Re: Exemplar Characters

From: Philippe Verdy (verdy_p@wanadoo.fr)
Date: Mon Nov 14 2005 - 13:09:26 CST

  • Next message: Mark Davis: "Re: Exemplar Characters"

    From: "Mark Davis" <mark.davis@icu-project.org>
    > We use NFC for the exemplar character set. Any significant character
    > sequence can be included as well. For example, one can have [a-h {ch}
    > i-z], which indicates that {ch} is treated as a unit.

    What about apostrophes? They are present in some sigraphs and trigraphs for
    some languages.

    For example, Breton has {ch} and {c'h} but no isolated {c}. One problem is:
    howcan we represent the various ways to encode the apostrophe: {c'h} is
    frequent for Breton (using the ASCII single quote), but the correct code
    should be {c’h} (using the upper-comma apostrophe).

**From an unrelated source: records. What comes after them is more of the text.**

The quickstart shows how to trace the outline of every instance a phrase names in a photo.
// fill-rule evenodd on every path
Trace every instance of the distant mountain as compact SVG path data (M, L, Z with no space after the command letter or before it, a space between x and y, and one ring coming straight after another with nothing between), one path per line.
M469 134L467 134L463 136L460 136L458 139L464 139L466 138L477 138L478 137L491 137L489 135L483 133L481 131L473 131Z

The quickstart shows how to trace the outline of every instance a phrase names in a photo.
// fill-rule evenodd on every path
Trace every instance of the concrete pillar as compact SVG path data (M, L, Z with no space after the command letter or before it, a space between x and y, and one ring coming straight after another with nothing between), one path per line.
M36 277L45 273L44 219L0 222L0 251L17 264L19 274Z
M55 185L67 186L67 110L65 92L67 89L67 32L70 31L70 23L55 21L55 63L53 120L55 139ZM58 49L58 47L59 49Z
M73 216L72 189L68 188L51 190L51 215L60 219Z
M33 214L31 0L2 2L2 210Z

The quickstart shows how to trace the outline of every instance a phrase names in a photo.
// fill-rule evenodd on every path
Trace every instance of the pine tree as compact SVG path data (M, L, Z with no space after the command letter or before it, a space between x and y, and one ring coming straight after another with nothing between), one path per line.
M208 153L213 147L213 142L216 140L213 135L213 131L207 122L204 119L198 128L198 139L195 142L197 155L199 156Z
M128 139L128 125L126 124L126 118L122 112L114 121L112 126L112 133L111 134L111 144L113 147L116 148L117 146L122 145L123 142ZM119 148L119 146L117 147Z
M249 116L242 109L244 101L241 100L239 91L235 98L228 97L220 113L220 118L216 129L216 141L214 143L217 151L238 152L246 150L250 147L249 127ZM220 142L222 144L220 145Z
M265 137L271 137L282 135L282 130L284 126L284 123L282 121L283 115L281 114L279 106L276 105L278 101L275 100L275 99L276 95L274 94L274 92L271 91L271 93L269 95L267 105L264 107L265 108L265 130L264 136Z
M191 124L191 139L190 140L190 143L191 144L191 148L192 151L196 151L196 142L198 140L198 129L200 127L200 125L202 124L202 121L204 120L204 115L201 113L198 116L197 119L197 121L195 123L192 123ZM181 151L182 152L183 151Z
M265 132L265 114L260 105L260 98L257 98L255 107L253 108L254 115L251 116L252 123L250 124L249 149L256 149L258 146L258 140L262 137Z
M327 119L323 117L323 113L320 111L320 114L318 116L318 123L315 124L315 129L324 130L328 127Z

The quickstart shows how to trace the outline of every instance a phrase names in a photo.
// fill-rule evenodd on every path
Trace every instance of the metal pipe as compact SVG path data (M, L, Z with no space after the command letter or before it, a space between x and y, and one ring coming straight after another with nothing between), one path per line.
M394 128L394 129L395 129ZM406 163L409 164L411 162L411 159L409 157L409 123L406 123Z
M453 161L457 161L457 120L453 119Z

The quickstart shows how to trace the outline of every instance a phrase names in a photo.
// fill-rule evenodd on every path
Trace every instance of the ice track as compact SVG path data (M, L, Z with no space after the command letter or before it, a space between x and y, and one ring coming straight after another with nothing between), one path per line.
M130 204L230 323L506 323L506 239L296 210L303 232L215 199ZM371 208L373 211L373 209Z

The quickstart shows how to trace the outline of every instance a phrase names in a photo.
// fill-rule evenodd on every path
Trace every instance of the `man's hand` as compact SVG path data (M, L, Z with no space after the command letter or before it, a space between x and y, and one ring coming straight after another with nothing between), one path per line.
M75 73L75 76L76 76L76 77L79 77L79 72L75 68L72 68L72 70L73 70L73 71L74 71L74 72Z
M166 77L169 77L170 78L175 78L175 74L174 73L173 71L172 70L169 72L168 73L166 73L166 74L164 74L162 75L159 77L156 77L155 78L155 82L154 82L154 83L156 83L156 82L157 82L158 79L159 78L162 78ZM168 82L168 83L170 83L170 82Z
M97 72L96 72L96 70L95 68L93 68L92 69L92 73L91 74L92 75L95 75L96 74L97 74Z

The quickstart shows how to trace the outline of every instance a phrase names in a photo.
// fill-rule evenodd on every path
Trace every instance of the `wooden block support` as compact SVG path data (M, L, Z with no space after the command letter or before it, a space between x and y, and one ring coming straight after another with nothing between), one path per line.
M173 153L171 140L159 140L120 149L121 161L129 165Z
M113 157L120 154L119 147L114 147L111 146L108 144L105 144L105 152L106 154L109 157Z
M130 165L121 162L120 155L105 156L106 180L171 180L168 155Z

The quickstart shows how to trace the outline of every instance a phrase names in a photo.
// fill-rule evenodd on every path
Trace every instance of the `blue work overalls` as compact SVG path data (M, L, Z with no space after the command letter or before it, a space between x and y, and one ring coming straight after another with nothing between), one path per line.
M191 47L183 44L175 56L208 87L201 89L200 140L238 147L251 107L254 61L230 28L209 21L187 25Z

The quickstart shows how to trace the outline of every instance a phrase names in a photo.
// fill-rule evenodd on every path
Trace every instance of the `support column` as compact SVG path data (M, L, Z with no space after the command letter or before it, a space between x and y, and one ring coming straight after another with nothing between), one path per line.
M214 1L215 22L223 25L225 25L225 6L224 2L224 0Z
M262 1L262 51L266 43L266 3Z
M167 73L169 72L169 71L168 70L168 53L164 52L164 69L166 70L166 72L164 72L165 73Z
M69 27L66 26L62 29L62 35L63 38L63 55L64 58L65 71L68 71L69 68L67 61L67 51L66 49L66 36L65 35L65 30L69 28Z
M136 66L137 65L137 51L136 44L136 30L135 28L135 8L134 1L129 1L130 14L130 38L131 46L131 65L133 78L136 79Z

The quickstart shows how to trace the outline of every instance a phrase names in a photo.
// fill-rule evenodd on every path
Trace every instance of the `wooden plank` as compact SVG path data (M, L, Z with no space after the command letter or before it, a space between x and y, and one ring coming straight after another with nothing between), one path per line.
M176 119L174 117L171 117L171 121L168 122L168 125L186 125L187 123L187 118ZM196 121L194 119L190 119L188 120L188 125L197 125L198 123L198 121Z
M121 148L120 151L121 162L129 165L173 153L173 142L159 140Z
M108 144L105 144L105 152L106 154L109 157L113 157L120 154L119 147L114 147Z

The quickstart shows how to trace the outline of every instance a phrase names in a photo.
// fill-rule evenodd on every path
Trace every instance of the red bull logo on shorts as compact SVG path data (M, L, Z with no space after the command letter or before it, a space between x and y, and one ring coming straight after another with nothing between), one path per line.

    How can we say that these two should be treated equivalently. May be this
    one {c['’]h} ???

    Although the correct form should be with the apostrophe, the ASCII quote is
    MUCH more frequent (also true for French and English, however the apostrophe
    plays another role and they don't create unbreakable digraphs/trigraphs like
    in Breton where the three characterssequence is a SINGLE letter...)

    There are similar examples in other languages, like {’n} or {'n} for which
    there also exists a combined character in Unicode...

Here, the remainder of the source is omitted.